This project is for sure my favorite project ever! I love the look of the rustic pallet tables I see all around the internet, and I love the industrial look when pallets and pipe are combined. They make me one happy lady.
I wonder if it is socially acceptable to have everything in your house made of pallets and pipes? If it’s wrong, I don’t wanna be right 😉
3/4″ Copper Piping( I purchased 1 10′ piece and 1 5′ piece for this project and had some left overs)
Hammered Black Spray Paint (2 cans)
6 T Fittings
4 Elbow Fittings
Pipe Cutter (It’s easier than you think! I got a $20 blue one from Lowe’s, it worked amazingly!)
I’ll start off by saying that you will for sure need some help cutting the pipe, unless you have a clamp to hold the pipe while you cut it, someone needs to hold it in place. Trust me, trying to hold a copper pipe between your knees while turning the cutter is not easy, especially when you get your face too close and knock your face with the cutter when your pushing too hard. Not like I’d personally know, it happened to a friend….
Also, don’t bother trying to spray paint all of your pieces before assembling them, the paint will just scratch off and then you’ll have to repaint, again, not that I’d personally know, it happened to that same friend 😉
First, I cut the 4 leg pieces to size, 36″, then cut those portions in half and added the T fittings between each piece to make one leg (see photo above)

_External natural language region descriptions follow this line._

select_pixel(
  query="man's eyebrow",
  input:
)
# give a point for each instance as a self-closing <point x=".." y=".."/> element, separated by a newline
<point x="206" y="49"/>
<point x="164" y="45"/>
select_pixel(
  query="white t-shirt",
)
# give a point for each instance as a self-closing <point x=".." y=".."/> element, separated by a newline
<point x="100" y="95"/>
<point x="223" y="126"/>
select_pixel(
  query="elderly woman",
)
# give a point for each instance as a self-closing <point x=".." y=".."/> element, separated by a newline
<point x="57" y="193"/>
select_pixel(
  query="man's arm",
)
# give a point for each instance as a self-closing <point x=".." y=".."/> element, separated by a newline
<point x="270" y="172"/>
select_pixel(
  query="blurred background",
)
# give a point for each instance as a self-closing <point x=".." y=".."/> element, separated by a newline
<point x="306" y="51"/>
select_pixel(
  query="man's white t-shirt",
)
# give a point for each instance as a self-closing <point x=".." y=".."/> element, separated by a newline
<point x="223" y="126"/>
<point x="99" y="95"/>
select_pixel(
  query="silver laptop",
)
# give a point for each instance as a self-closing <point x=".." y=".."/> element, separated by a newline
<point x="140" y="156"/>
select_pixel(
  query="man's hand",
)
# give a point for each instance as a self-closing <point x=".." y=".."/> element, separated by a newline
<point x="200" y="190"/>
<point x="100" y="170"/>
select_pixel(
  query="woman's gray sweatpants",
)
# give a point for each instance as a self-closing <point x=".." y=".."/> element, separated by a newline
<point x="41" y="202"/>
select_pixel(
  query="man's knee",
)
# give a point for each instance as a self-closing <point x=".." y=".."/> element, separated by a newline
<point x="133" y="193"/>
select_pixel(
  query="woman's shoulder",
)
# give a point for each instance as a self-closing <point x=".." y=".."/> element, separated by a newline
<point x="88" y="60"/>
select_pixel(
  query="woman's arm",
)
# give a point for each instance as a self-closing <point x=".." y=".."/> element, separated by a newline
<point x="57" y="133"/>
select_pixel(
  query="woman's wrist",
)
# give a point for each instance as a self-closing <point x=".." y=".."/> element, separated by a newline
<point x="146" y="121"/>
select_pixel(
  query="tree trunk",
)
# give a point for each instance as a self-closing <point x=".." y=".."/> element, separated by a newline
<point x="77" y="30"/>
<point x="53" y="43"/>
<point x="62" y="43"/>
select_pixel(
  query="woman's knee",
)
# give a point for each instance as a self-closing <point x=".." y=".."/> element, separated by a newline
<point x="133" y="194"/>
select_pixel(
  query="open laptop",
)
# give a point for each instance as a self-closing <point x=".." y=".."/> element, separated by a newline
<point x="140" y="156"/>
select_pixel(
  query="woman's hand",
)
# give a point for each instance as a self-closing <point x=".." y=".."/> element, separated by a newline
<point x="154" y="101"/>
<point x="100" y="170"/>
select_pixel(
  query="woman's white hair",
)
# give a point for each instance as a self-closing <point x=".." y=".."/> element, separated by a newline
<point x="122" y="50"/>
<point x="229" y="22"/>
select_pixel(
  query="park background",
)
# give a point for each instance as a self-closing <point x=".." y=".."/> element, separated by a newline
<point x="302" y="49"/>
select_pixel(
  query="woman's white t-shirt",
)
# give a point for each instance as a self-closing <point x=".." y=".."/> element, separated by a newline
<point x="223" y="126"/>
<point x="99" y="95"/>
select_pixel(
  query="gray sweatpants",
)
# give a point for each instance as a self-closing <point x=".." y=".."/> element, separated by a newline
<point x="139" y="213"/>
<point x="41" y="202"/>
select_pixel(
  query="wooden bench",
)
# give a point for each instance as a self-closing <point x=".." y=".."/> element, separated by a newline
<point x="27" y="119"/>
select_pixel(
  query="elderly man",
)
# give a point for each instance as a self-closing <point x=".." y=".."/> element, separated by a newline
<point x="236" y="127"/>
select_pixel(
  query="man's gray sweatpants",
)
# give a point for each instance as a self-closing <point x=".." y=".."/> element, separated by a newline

Add the elbows to the top of each leg, facing the same direction as the T fittings, then add the caps to the bottom side of each leg.
Then begin assembling the center bar, 36″ as well, with a T fitting on each end.
On both sides of the T fittings add a cut piece of pipe 4″ long each. The total length of both sides of the center bar should be 9″.
The top bars (that go into each elbow of the legs) should be cut to 9″.
Pair off your 4 legs by popping in the top bar into the elbows.
Once I assembled the leg pairs for each side of the table, I measured them to ensure they were the exact same height and width, and adjusted them accordingly.
Once they’re perfect, add your center bar to the center and use some super glue on the T fittings that are on the legs. This helps ensure stability of the table and make it not lean and move (I’d also actually recommend doing this on the elbows as well when you add your top bars to them).
When we added the center bar we had to pull the leg pairs apart a bit to fit the bar in the center, but you could always assemble the back half of the table (one leg on the left and right of the center bar, then add the top bars to those legs, then add the front legs).
Flip the table upside down and super glue the caps onto the bottom of each leg.
And hopefully that made enough sense to where you’ll end up with this!
Next stop, paint town! I used some Hammered black spray paint for some cool texture, and did quite a few light coats on the entire thing.
Once dry, I brushed on some Polyurethane and let it dry. The Poly does a good job sealing the paint and preventing scratches, but I did notice some paint scratch off once I moved it inside. Any tips on the best way to spray paint pipe?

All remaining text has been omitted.